Yeah, I did phrase that like we're all just running around like miserable sacks of sh*t, didn't I? No, you're right, I've been genuinely happy too, deeply and sustainably. I should have put a finer point on the word "transitory." That happiness, like sadness, comes and goes, and that that's not only alright, it's normal and just part of being human. The Dalai Lama, for one, doesn't claim we're all miserable 24/7/365, but that suffering shouldn't be resisted as "bad" while happiness strived for as a sustainable status quo.

@jameson mentioned that he doesn't want to go through the work only to come out mediocrely happy in the end. I wanted to point out that to strive for deep happiness that is somehow exceptional and also intransient is a set up for disappointment. If he said that he merely wants to be able to feel and experience those moments and times of true joy when they come along, I'd be totally rooting for that. But it sounded more like he would be going through, say, 4 years of more therapy, feel good, then something happens to shake everything up, and he'd think the process wasn't/isn't worth it because he couldn't sustain a prolonged period of exceptional happiness. My point was that none of us can (and those who claimed they have, from gurus to self-help book authors, are wildly irresponsible to claim they know how to.)

I think this attitude (happiness AND sadness are transitory and that's normal) is a much better way in for therapy and recovery than to set the bar somewhere wholly unrealistic and believe we can somehow eradicate suffering.
 
I think this attitude (happiness AND sadness are transitory and that's normal) i
Very much agreed.

Also that the sustained badness of <insert f*cked up symptoms here> aren’t normal / that’s the point -or at least a driving force- of/for therapy. Remove the barriers to boundlessness. Then the only limiting factors are ourselves.

Like a badly healed broken leg. Needs to get rebroken & set & physio. Can’t run at all before that. Can barely walk. After all the painful hard work to fix it? We can run as much as we please. For some that will mean not at all. For some marathons. For the marathoners? They’ll have periods of time where they still can’t run -illness, injury, weather, commitments elsewhere- because that’s just life. But that’s different from not running because they don’t want to, and not running because their leg is all f*cked up. <<< All parralels break down eventually, this one isn’t perfect by a long shot, it’s mostly to illustrate what I meant by the above about removing barriers. >>> Can’t know how far you’ll be able to run if you never fix the gimpy leg to begin with.
 
Very much agreed.

Also that the sustained badness of <insert f*cked up symptoms here> aren’t normal...
In this line of thought it seems like a lot of people's approach to recovery is "my legs are both broken so I will enter a wheel chair marathon." I want to actually have my health back, I don't want to be trying to tolerate and work around this stuff forever.
 
Like a badly healed broken leg. Needs to get rebroken & set & physio.
Wow, hold on, your post just reminded me of something I read long ago and thought a lot about back then, but somehow completely forgot over time.

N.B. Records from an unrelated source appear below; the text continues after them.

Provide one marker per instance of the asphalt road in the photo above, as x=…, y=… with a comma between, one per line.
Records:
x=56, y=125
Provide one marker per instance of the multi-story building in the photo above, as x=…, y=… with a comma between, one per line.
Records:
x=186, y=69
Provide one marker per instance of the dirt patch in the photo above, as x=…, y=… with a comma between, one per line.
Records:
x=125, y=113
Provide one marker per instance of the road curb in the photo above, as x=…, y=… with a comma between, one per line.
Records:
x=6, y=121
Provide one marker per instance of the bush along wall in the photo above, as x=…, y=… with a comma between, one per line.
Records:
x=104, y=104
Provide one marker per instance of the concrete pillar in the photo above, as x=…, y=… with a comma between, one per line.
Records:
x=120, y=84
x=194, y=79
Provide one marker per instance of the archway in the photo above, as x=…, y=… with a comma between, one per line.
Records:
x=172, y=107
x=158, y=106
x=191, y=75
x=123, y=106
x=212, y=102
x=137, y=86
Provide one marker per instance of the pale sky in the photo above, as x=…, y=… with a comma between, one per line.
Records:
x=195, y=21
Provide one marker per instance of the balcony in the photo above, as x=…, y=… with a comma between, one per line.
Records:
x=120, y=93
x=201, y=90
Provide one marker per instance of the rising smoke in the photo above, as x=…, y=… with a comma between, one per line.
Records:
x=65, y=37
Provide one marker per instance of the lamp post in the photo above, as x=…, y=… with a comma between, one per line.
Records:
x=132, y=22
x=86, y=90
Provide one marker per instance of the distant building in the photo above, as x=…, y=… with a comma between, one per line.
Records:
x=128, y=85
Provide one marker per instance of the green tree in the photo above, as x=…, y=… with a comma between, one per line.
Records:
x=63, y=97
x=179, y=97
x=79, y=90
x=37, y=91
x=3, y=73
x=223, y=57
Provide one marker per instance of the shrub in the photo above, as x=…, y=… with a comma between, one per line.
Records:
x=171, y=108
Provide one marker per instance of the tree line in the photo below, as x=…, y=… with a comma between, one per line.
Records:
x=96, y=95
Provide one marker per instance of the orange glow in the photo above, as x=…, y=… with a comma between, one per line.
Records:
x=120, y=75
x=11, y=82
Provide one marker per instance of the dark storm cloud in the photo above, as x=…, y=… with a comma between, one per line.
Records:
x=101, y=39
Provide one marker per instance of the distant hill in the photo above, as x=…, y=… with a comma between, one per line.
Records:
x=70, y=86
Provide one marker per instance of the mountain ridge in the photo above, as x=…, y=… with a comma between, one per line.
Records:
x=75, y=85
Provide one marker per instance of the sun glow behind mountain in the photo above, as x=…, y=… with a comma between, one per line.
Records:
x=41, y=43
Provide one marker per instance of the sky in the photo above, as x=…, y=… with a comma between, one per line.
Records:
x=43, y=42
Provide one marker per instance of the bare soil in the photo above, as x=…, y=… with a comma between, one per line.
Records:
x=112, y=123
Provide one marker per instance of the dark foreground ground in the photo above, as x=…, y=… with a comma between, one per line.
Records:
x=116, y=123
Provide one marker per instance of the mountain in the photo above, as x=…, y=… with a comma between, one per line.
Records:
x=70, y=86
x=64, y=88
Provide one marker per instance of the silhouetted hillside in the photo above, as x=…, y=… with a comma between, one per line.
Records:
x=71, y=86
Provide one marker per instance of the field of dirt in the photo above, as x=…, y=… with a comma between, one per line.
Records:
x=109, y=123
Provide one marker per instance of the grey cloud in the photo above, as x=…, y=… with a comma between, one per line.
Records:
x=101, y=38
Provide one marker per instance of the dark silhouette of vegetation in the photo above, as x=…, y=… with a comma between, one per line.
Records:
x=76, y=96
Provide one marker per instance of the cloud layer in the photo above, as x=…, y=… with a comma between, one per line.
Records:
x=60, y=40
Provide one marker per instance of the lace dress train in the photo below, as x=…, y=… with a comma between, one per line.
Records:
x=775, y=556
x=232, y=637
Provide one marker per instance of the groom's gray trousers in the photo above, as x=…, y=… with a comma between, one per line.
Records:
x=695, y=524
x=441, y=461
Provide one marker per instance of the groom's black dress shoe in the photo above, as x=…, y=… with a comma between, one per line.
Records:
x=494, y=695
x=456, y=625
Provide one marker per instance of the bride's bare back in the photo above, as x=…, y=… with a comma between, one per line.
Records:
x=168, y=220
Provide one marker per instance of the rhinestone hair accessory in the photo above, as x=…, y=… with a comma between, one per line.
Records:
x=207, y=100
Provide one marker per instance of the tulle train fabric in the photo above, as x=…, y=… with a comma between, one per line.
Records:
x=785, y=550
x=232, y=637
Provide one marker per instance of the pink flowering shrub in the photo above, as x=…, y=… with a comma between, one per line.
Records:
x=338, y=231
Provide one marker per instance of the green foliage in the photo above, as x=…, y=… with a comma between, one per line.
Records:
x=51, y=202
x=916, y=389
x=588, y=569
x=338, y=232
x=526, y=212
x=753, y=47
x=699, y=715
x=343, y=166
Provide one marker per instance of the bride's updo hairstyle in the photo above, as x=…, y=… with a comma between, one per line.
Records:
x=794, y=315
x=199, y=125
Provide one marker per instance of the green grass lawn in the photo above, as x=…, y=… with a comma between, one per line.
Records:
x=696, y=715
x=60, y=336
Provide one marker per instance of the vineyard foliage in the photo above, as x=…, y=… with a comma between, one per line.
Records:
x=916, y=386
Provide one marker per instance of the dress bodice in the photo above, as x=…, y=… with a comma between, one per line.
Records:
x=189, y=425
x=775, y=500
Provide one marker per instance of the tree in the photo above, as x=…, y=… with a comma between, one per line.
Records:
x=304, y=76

It was about an indigenous tribe in the Amazonian rainforest whose shaman would initiate his successor putting him in a dark hut and breaking every single one of his bones, one after the other. They would do this in a controlled and non-life threatening manner, and over a period of a few years, this future shaman would do nothing but lie in this hut, endure incredible pain, and learn what it means to suffer and heal. Beyond the idea of the metaphorical and actual enactment that broken bones heal stronger and will be harder to break in the future, their logic for this initiation rite was that it would 1. weed out the wrong choice of shaman quite quickly (if they quit, they weren't up for it,) and 2. that only someone who has both endured indescribable pain and the process of healing from it, will ever be wise enough to be a healer himself.

So anyway, your post reminded me of that story. I pondered it a lot way back when, not because it somehow gave my suffering some higher purpose, but some meaning to the process in and of itself.